His eyes widened. “What? You’re nuts. That’s too dangerous.”
“Holding your breath and diving to remove the prop isn’t?”
“I’ll be underwater. They won’t know I’m there.”
“They will hear you banging around the diesel.”
“I’ll be quiet.”
“So will I.”
He shook his head. “You’re not going.”
“You can’t stop me.”
She glared at him. He glared right back, and she realized he’d planned to go alone all along. Did he really think she’d stay behind and let him go rescue her friends without her? She took a deep breath.
“For your plan to work—which you know I have serious doubts about, anyway—we have to make sure they can’t use the sails.”
He narrowed his eyes. “Don’t argue with me, Cat. You’re staying here.”

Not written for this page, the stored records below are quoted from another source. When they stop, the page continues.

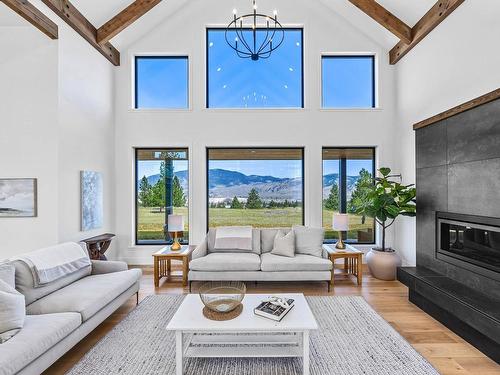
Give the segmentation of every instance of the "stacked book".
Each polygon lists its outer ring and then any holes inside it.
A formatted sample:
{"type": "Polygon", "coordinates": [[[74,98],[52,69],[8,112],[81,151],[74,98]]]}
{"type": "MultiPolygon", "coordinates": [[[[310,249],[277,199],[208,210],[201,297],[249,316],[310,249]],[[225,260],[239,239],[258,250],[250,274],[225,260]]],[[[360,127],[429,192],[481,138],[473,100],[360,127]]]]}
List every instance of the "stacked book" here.
{"type": "Polygon", "coordinates": [[[270,297],[262,301],[253,312],[255,315],[280,322],[293,306],[294,300],[292,298],[270,297]]]}

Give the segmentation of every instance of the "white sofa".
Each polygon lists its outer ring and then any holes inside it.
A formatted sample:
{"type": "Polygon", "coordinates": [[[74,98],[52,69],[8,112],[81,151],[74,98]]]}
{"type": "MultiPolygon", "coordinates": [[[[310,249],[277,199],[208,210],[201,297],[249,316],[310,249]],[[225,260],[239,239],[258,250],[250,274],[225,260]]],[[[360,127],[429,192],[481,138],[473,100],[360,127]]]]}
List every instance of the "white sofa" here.
{"type": "Polygon", "coordinates": [[[42,373],[138,293],[140,270],[128,270],[124,262],[91,263],[38,288],[24,262],[3,263],[15,267],[15,288],[25,296],[27,316],[21,331],[0,344],[0,375],[42,373]]]}
{"type": "MultiPolygon", "coordinates": [[[[291,229],[283,229],[289,232],[291,229]]],[[[321,256],[295,254],[285,257],[271,254],[279,229],[253,229],[252,251],[218,250],[216,228],[210,228],[196,247],[189,263],[189,289],[194,281],[326,281],[330,290],[333,264],[326,249],[321,256]]],[[[322,242],[322,241],[321,241],[322,242]]],[[[321,244],[320,244],[321,249],[321,244]]]]}

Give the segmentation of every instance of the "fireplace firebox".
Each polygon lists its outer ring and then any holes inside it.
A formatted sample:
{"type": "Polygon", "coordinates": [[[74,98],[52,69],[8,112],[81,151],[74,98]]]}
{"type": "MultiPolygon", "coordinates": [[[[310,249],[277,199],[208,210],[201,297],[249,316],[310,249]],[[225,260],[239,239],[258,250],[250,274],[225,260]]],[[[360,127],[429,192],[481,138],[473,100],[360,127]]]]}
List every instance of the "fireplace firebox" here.
{"type": "Polygon", "coordinates": [[[436,257],[500,280],[500,219],[436,213],[436,257]]]}

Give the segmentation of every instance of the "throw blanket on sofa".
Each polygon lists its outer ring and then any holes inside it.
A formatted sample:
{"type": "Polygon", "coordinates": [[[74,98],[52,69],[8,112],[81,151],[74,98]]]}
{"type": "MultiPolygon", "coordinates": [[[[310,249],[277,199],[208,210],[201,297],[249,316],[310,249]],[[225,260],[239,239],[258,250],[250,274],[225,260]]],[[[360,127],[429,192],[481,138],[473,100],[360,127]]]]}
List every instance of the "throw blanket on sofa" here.
{"type": "Polygon", "coordinates": [[[18,259],[33,273],[35,288],[91,266],[87,251],[74,242],[35,250],[18,259]]]}
{"type": "Polygon", "coordinates": [[[252,250],[252,227],[218,227],[214,247],[223,250],[252,250]]]}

“You know I’m right. We don’t know these guys. They might be expert sailors.”
“I doubt that.”
“Joanie knows enough about sailing to move Spree. She’ll figure it out if they threaten to kill her.”
He turned away. “You’ll get in the way if you come.”
She followed him and got in his face. “How would I get in your way, Javi?”
He looked away. “I work better alone.”
“You just think you do. Have you ever had a partner?”
“Damn it, Cat.” He grabbed her shoulders and his gaze bore into hers. “You’ll be a distraction. I’ll worry about you.”
“Don’t you think I’ll worry about you?” She flung her words at him. “If you don’t come back, I’ll never know what happened to you. Or my friends.”
His fingers squeezed into her flesh.
“You’re hurting me, Javi.”
He cursed harshly, and then crushed her to him, taking her breath away.
“If I had a way to restrain you,” he said, “I swear I’d do it.”
“No, you wouldn’t. Because you know I’d never be rescued if you didn’t come back. I’d starve all alone on this island.”
“I will come back for you, Cat.”
She placed her palm against his cheek. “You can’t control everything. I know you want to, but you can’t.”